In den 1980er Jahren kam es nahezu zeitgleich zur zunehmenden Akzeptanz und Anerkennung der Gebärdensprache auf der einen Seite und zur Einführung und Etablierung des Cochlea-Implantates, die eine lautsprachliche Förderung erleichterte, auf der anderen Seite. Während man beides anfänglich als Gegensatz/Widerspruch sah, werden zunehmend die Möglichkeiten der gebärdensprachlichen und lautsprachlichen Förderung in rehabilitativen und schulischen Kontexten miteinander verknüpft. Betroffene selbst positionieren sich zum Teil sehr unterschiedlich.
Abstract
The spoken language approach in the education of the deaf and hard of hearing in Germany can be traced back to the methods employed at the Institute for the Deaf and Dumb founded by Samuel Heinicke in Leipzig, 1778. It remained dominant right up until the sixties, by which time research conducted in the USA proved that sign language could fulfill all linguistic criteria governing a language.
The eighties witnessed an almost simultaneous acceptance and recognition of sign language on the one hand and – by means of the cochlear implant – oral communication training on the other. Whilst these two approaches seemed initially contradictory, they are now frequently combined as standard methods of teaching and learning in both schools and rehabilitative facilities. Those concerned, however, hold varying opinions on this practice.
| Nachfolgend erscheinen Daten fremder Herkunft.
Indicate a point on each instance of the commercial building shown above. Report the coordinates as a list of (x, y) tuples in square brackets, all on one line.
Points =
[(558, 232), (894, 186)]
Historischer Hintergrund – wie die (schulische) Hörgeschädigtenbildung (in Deutschland) begann
Allgemein gelten die Schulgründungen in Paris im Jahr 1770 und in Leipzig im Jahr 1778 als auslösend für das Entstehen einer institutionalisierten Bildung „Taubstummer“ weltweit. Der damals verwendete Begriff „Taubstumme“ umfasste zu dieser Zeit nicht nur Menschen mit Taubheit, sondern all jene, die auf auditivem Weg nicht zu erreichen waren, also auch einen Teil der Menschen, die wir heute im audiologischen Sinne als „schwerhörig“ bezeichnen1. Aber bereits vor den Schulen in Paris und Leipzig gab es erste Taubstummenanstalten. Von „Anstalt“ sprach man, weil die Schülerklientel der Einrichtung auch in dieser wohnte, da sie nur in den seltensten Fällen vor Ort beheimatet war. Alle Einrichtungen gingen auf private Einzelinitiativen zurück. So beispielsweise die 1760 von Thomas Braidwood gegründete Schule in Edinburgh, die allgemein als erste Schule für Hörgeschädigte in Großbritannien gilt, und die 1768 von Johann Arnoldi eröffnete Schule für Hörgeschädigte in Groß(en)linden2 bei Gießen. In beiden Fällen finanzierten sich die Einrichtungen über ein Schulgeld, das die Eltern der taubstummen Schülerinnen und Schüler entrichten mussten. Der Besuch der Schulen war entsprechend kostenintensiv. Nur wohlhabenden Eltern war es möglich, ihre Kinder auf diese Schulen zu schicken.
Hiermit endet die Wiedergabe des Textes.